Anne - good luck with talking about your and Jase's situation. We men handle it differently  and equally badly , but don't assume that your solution will suit him unless he chooses it. Otherwise, let him find his own solution and just be there for him. Again we are here for you. 

Katie - I am sure that the Landlord will see sense eventually as he has no alternative.  He just needs to understand that you have the guts to walk away if he doesn't give you the right deal, and I bet given the current market he doesn't have any better alternatives.  Glad that the dreams have gone. 

 to the rest of the team.   

RH


----------



## shortie66

Veda not cycling "with you" so to speak but will be "with you" all the way hunny iyswim            Think it went quiet around this time last year too, think its hard for us all to think here we are yet again still waiting, always hoping, losing faith, but holding onto those dreams


----------



## shortie66

Wooo hooo rh is back      Tell **** y to get her **** back here as well, we are missing her loads on here its far too quiet     Hope ur not looking at dirty books in the library  

Mags       sweetheart 

Donks glad molly is doing ok sweetie, me scottie and lewis send sloppy kisses       

Landlord has seen sense, draft copy of lease come over by email, all looks ok to us    at solicitors in the morning to sign sale papers and he will lookover lease for us, if all ok all systems go for thursday friday      OMFG im ssoooooooooo excited


----------



## veda

Good luck katie cluck. Im keepingfingers x that all goes smoothly!

Rurals i agee far to quiet without you both. Get tinterweb sorted!

Watching the f word as love it! Iv made loads of tablet ( scottish fudge) tonite so feeling very domestic goddess!

V


----------



## popsi

hiya ladies

just coming in to say wooo hooo to katie.. about time too honey xxx wonderful news

sending      to you all xxx sorry will be better poster soon, just head up **** at the moment.. met the foster carer today, what an amazing lady she is, seen a whole album of photos of our princess, just want her home now


----------



## shortie66

Veda i bought cake making items about 3 weeks ago and they are still waiting in cupboard for me to start baking    Hope to get to them weekend (notice i havent said which weekend tho  )


----------



## shortie66

Wooooo hoooo pops thats b.loody brilliant news sweetheart


----------



## Pixie75

Hello my lovelies,

So sorry for dissapearing    
I'm just far too busy these days but really enjoying it and not complaining at all. The work keeps me busy and stops me worrying about IF. To be honest that was my plan when I decided to move to another agency and so far so good. Everything is going well and my boss thinks I'm a God's gift    Lazy buggers! The other director is a very dangerous b.itch and a potential back stubber but I give her no reason to do that...still bugs me though as I feel like I have to watch my back all the time    

Haven't had time to read back but sending you all    and   

I  

Bought an iphone so I should be able to catch up more hopefully! 

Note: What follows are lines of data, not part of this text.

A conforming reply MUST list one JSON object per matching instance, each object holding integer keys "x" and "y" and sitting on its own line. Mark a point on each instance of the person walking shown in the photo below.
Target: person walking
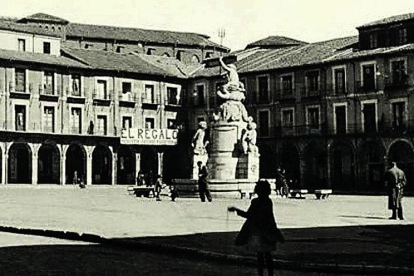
{"x": 202, "y": 182}
{"x": 260, "y": 232}
{"x": 159, "y": 185}
{"x": 395, "y": 181}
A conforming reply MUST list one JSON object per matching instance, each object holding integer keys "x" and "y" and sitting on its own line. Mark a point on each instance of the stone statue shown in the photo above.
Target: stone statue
{"x": 233, "y": 92}
{"x": 249, "y": 138}
{"x": 198, "y": 144}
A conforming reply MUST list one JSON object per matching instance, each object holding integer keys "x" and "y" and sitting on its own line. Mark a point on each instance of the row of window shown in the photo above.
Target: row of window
{"x": 75, "y": 121}
{"x": 369, "y": 72}
{"x": 101, "y": 91}
{"x": 21, "y": 46}
{"x": 313, "y": 117}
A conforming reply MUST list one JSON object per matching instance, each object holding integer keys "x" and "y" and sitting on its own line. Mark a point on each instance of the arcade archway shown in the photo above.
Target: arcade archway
{"x": 289, "y": 160}
{"x": 314, "y": 166}
{"x": 75, "y": 162}
{"x": 402, "y": 153}
{"x": 101, "y": 165}
{"x": 20, "y": 164}
{"x": 48, "y": 164}
{"x": 342, "y": 167}
{"x": 126, "y": 166}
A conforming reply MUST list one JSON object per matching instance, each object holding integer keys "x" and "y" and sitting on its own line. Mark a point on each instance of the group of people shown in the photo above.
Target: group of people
{"x": 260, "y": 233}
{"x": 147, "y": 179}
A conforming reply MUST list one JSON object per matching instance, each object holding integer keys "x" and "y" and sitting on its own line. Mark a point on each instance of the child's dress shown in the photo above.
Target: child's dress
{"x": 259, "y": 232}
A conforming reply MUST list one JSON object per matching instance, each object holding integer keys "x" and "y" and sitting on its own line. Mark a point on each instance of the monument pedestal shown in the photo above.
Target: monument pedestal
{"x": 203, "y": 158}
{"x": 248, "y": 167}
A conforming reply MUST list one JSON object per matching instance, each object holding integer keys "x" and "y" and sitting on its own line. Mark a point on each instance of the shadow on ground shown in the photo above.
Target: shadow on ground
{"x": 377, "y": 245}
{"x": 98, "y": 260}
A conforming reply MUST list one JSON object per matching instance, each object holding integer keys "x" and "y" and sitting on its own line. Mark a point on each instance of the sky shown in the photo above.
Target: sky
{"x": 244, "y": 21}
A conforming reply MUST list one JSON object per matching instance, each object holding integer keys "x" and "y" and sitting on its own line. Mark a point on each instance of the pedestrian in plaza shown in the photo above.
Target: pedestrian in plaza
{"x": 159, "y": 185}
{"x": 395, "y": 181}
{"x": 202, "y": 182}
{"x": 141, "y": 178}
{"x": 283, "y": 183}
{"x": 173, "y": 192}
{"x": 260, "y": 232}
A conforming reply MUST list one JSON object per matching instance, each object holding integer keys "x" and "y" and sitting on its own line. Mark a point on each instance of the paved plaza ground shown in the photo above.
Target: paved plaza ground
{"x": 343, "y": 231}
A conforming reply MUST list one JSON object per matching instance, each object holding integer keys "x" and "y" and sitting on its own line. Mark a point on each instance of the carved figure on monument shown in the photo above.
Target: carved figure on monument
{"x": 233, "y": 92}
{"x": 249, "y": 138}
{"x": 198, "y": 144}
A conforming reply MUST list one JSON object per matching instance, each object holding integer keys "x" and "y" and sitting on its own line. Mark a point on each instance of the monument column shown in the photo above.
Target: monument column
{"x": 137, "y": 165}
{"x": 114, "y": 165}
{"x": 160, "y": 163}
{"x": 35, "y": 161}
{"x": 4, "y": 164}
{"x": 89, "y": 151}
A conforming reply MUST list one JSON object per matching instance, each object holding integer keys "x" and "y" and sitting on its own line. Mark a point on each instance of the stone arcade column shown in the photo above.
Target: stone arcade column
{"x": 114, "y": 165}
{"x": 4, "y": 164}
{"x": 35, "y": 161}
{"x": 137, "y": 165}
{"x": 160, "y": 163}
{"x": 89, "y": 151}
{"x": 63, "y": 149}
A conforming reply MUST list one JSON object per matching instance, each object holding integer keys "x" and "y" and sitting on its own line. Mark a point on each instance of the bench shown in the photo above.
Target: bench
{"x": 140, "y": 191}
{"x": 322, "y": 193}
{"x": 300, "y": 192}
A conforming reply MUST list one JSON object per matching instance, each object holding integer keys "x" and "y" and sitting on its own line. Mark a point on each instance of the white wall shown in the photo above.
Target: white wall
{"x": 34, "y": 43}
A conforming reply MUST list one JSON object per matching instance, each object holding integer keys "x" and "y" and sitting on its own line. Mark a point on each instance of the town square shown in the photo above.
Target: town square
{"x": 195, "y": 138}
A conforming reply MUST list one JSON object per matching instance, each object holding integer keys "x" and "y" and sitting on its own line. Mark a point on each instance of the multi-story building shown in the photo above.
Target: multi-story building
{"x": 184, "y": 46}
{"x": 100, "y": 116}
{"x": 331, "y": 113}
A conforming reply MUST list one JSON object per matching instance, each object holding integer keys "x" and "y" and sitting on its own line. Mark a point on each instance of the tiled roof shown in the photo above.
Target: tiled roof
{"x": 306, "y": 55}
{"x": 38, "y": 58}
{"x": 275, "y": 41}
{"x": 388, "y": 20}
{"x": 131, "y": 63}
{"x": 138, "y": 35}
{"x": 9, "y": 25}
{"x": 43, "y": 17}
{"x": 332, "y": 51}
{"x": 286, "y": 57}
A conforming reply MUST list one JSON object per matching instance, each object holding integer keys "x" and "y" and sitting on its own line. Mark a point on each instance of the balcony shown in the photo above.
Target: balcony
{"x": 48, "y": 95}
{"x": 18, "y": 92}
{"x": 75, "y": 96}
{"x": 102, "y": 98}
{"x": 303, "y": 130}
{"x": 366, "y": 87}
{"x": 127, "y": 99}
{"x": 396, "y": 86}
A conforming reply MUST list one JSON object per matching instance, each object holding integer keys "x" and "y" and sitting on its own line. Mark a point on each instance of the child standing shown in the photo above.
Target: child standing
{"x": 260, "y": 232}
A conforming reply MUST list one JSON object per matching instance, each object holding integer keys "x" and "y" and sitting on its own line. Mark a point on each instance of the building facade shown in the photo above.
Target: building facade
{"x": 72, "y": 115}
{"x": 331, "y": 113}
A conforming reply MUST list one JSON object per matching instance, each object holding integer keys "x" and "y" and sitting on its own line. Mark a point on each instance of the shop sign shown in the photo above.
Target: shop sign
{"x": 147, "y": 136}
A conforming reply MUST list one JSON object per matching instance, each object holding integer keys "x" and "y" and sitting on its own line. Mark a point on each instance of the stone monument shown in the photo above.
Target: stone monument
{"x": 233, "y": 157}
{"x": 234, "y": 154}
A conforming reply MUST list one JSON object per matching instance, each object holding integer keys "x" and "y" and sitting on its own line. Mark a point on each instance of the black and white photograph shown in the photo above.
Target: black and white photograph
{"x": 206, "y": 137}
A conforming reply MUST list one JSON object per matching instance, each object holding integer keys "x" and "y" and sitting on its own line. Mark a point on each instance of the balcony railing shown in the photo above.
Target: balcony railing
{"x": 127, "y": 97}
{"x": 392, "y": 85}
{"x": 366, "y": 87}
{"x": 383, "y": 128}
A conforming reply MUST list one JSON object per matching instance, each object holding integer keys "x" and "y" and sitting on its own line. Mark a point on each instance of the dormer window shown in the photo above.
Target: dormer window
{"x": 398, "y": 72}
{"x": 373, "y": 41}
{"x": 402, "y": 36}
{"x": 22, "y": 45}
{"x": 46, "y": 47}
{"x": 150, "y": 51}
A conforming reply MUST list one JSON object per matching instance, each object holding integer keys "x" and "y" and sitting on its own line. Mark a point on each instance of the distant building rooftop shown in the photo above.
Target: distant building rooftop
{"x": 388, "y": 20}
{"x": 275, "y": 42}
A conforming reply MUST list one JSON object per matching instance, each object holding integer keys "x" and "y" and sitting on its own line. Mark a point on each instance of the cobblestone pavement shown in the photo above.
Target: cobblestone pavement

Day 20 and it seems like I'm ovulating! Yay! Jumped into bed with DH and covered all bases  

Off to Istanbul on Saturday till January the 2nd. We were hoping to do skiing while we were there but no fricking snow as yet   Oh well...

Love you all...

Pix xxxxxxxxxxx


----------



## Spuds

Girlies and DH

Sorry been cr*p last few days - thinking of you though

Mal Donk n LW and all - thanks for the empathy - no more bad luck for me DH got a tax rebate of 2k so someone is looking out for us after all  

Anne - Well done for making the call - really can't tell you how much counselling and CBT has helped me - would be radio rental beyond belief without it - I know it may be hard to talk to someone professionally but if you get the right person it helps enormously love xx   

Nix   

Pops   

Team PR    - Christmas such a tricky one - go through enormous highs then weird lows - hmmmmm - the extra sugar rushes probably dont help either 

Sending us all the love n luck in the world for 2010

Spuds
xxxxxx


----------



## shortie66

Pix if any backstabbing beatch is nasty to you, let me know and i'll come over and bite their ankles     Enjoy istanbul sweetheart hope u get loads of snow so u can ski away till the cows till come home     

Spuds woohooo well done on the tax rebate sweetheart jd and cokes on u then      

Im so excited about the cafe girls      Me an scottie still up and talking about it improving things, im still telling scottie not to get too far ahead of himself in the spending stakes tho    

Im hoping so much that next year is the year for all of us       That one by one whatever our choice be it natural bfp's, tx bfp's, donor cycle bfp's or adoption that all our hopes and dreams come true.  That this time next year we will have tiny ickle ones to put to bed at night in cots next to our beds or a bump so huge we will get no sleep   

Oh crikes i've read that back and it just made me    I'd better go had far too much jd and always get emotional and weepy


----------



## shortie66

Im p1ssed by the way just in case u hadnt noticed


----------



## popsi

lol.... kate honey i would never had noticed... i am a bit too lol and i have work tomorrow at 8am !!!


----------



## Miranda7

Little Jenny has given birth chaps!

A baby girl weighting 7lb 8oz.

Congratulations LJ!

xxxxxxx


----------



## Miranda7

Damn! Wrong Jenny! I hate ** sometimes. Right - I'll go and post on the Dorset thread instead! *fumes*


----------



## Ourturn

Miranda - I was going to say...thought LJ was not due until Jan!  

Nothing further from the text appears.